“You need the human touch and the human connection, seeing people and dancing is such an important thing.” Jono begins. For years now Jono has been one half of the team behind one of Melbourne’s banging queer parties.
“I’ve been with my partner Carlos for 15 years, and we started Barba five years ago. It all started with us throwing parties in our house, bringing people together. We always wanted to be really good hosts, maybe that comes from being Colombian? I don’t know
“Even though its clearly not a house party anymore, you still feel like you know everyone, and the sense of community is still there.”
With the vibe of an intimate house party still central to what Barba is so much about, it may come as no surprise that party’s thrown at Melbourne’s Sub Club, still remain among Jono’s most treasured memories.

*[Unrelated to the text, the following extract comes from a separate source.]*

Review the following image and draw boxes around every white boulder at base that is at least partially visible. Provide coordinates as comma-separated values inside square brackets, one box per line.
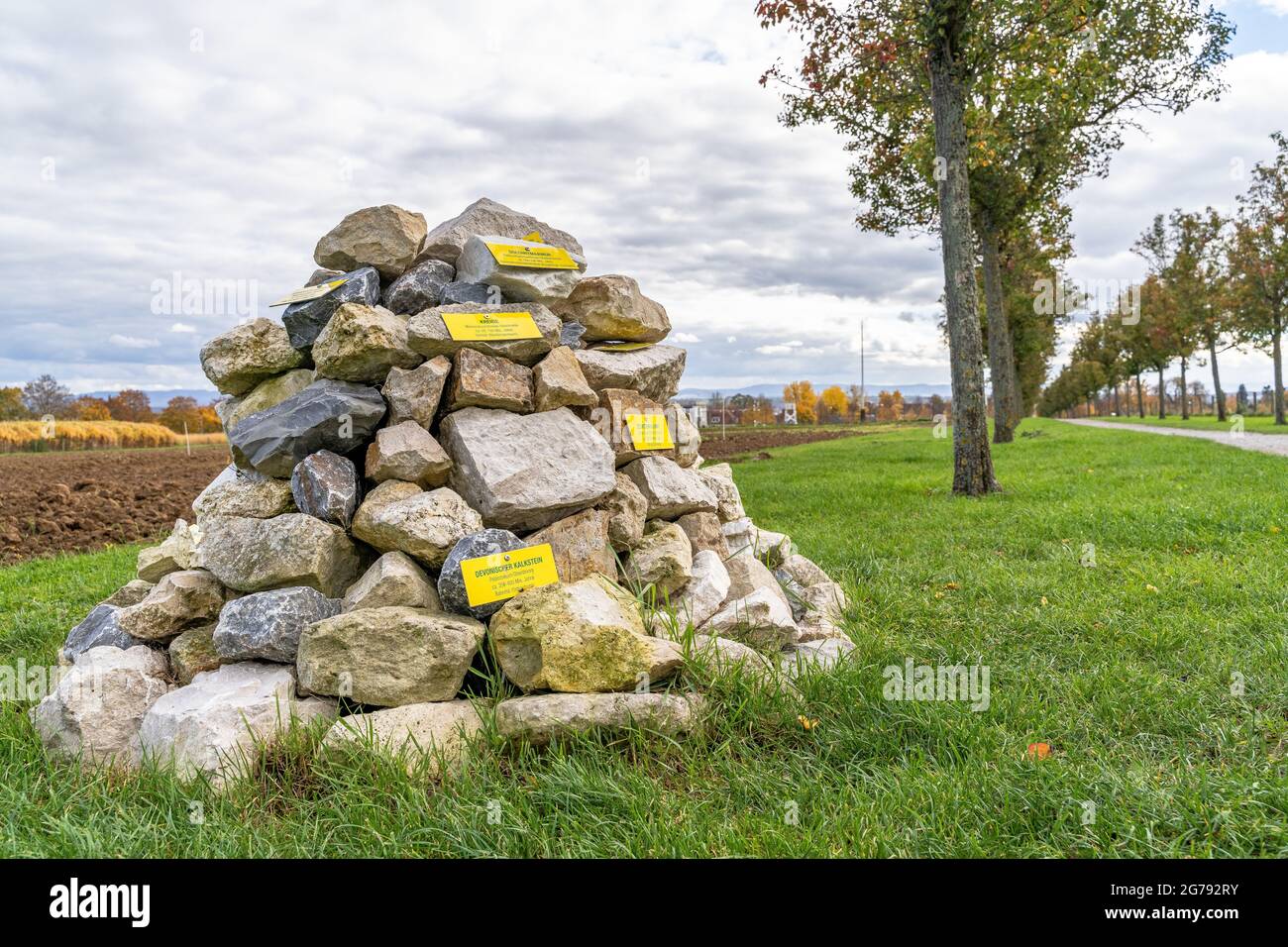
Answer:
[30, 197, 854, 785]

“Late last year, we had a residency we were doing there. I just remember looking around and seeing everyone breaking free and thinking that I’d never seen people expressing themselves so much and being so comfortable.”
“The music was heavy techno, it was 6am and the dance floor was packed” Jono continues “Barba is where you get to see people who are not from your bubble. That’s important, because if your always in your bubble it can be nice but you’re not learning from other people, it’s not challenging you enough.”
Hailing from Mackay in North Queensland, Fraser Lockman – otherwise known as Grimmer – had their life changed when they stumbled upon Barba.
“I moved to Melbourne to become immersed in more queer culture because I’m from Queensland, and Barba was exactly what I was looking for. For people like myself who are artists, Barba is the perfect little temple.
With Melbourne’s party scene well and truly on ice Jono and Carlos recently turned their energy and recourses toward the community once more. In partnership with Thorne Harbour they have launched the Stay Homo campaign, which brings together a list of free community resources as Jono explains.
“The dance floor is gone, but we still need to bring people together somehow. Stay Homo is not about staying home, it’s about staying queer and fabulous, it’s about sharing that message. You have to reach out and connect with friends, and that it’s important to know that it’s ok to not be ok.”